In 2008, the same year Apple launched its iPhone App Store, the mobile app market brought in $349 million in revenue. By the end of 2011, it will be an estimated $7.68 billion, according to Research2Guidance. And Apple, which last week started selling the iPhone 4S, will take in almost $3 billion of that. Even in 2007, when the first iPhone was released, the consensus was that it would revolutionize the mobile phone industry. But at the time, few imagined that it would spawn a multibillion-dollar ecosystem of related markets, like mobile apps—a market that has been further fueled by the popularity of Apple’s iPad.
From Angry Birds to Instagram, mobile apps are now as common in our lives as television—so much so that an estimated 24 billion mobile apps will be downloaded in 2011. That's a little more than three apps for every person on Earth. Ralf-Gordon Jahns, managing director of Research2Guidance, says Apple's entrance into the app market is largely responsible for this growth, pointing out that before Steve Jobs & Co. came along, mobile content was mostly made up of ringtones and wallpaper themes.

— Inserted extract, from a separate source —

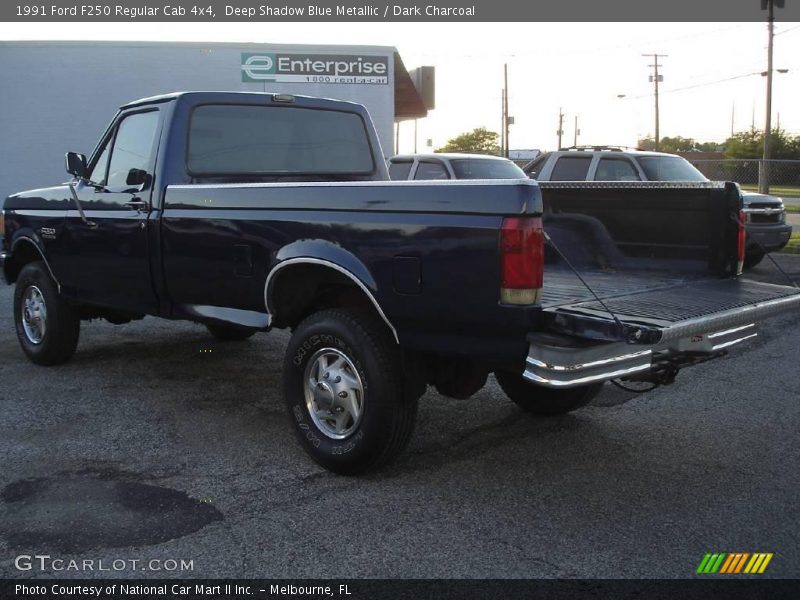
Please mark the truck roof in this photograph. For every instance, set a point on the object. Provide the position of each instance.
(217, 96)
(447, 156)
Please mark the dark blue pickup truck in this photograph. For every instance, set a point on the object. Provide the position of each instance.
(246, 212)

The role of developers also changed dramatically. Alan Warms, founder and CEO of Appolicious, a social recommendations web site for mobile apps, says that prior to the app store's creation, a developer had to fight fiercely to get a carrier or manufacturer to put them on a phone. “Then Apple said anybody can submit their app, and this encouraged a new class of developer to try and build one,” he says. “As a result, tons of successful companies have been created.”
Not that all app creators have seen it this way. Apple takes a 30 percent commission for each sale on its app store, which some think is too much. Still, the app store has paid out more than $2.5 billion to developers so far. It's also helped turned dozens of them—like Angry Birds creator Rovio—into massive success stories. The Finnish company’s hit game has been downloaded more than 350 million times, reportedly generating some $70 million in revenue and spurring talk of an IPO that could value the business at more than $1 billion.
As it stands, there are more than 425,000 iPhone apps that users can choose from, but that hasn’t scared off competitors. The Android OS, which has more than 300,000 apps on its Android Market, has managed to even the playing field, at least when it comes to downloads. Research firm Ovum recently reported that Android app downloads are set to surpass Apple downloads for the first time later this year. But that won't necessarily lead to the same revenue Apple rakes in. This is partly because Android apps face a level of piracy (and malware) not seen with Apple, and partly because Apple customers have grown more accustomed to paying for their content and downloads. The fact that a developer's app may not always work across the Android OS family also remains an issue.
Warms thinks Android is certainly a viable competitor, but that the iPhone still has an advantage because of the lock it holds on its hardware and app market. “There's just no other company like them, who is as big as they are, with these kinds of growth prospects in front of them,” he says.
Some are already betting the latest version of the iPhone will only serve to widen Apple's mobile app advantage. If consumers flock to the new Apple model—which posted 1 million preorders, a record for Apple—the impact on the iPhone's mobile app market share would be huge. By 2015, Research2Guidance estimates the mobile market will be worth $22.8 billion, and every recent forecast suggests Apple's device will be leading the way in market share.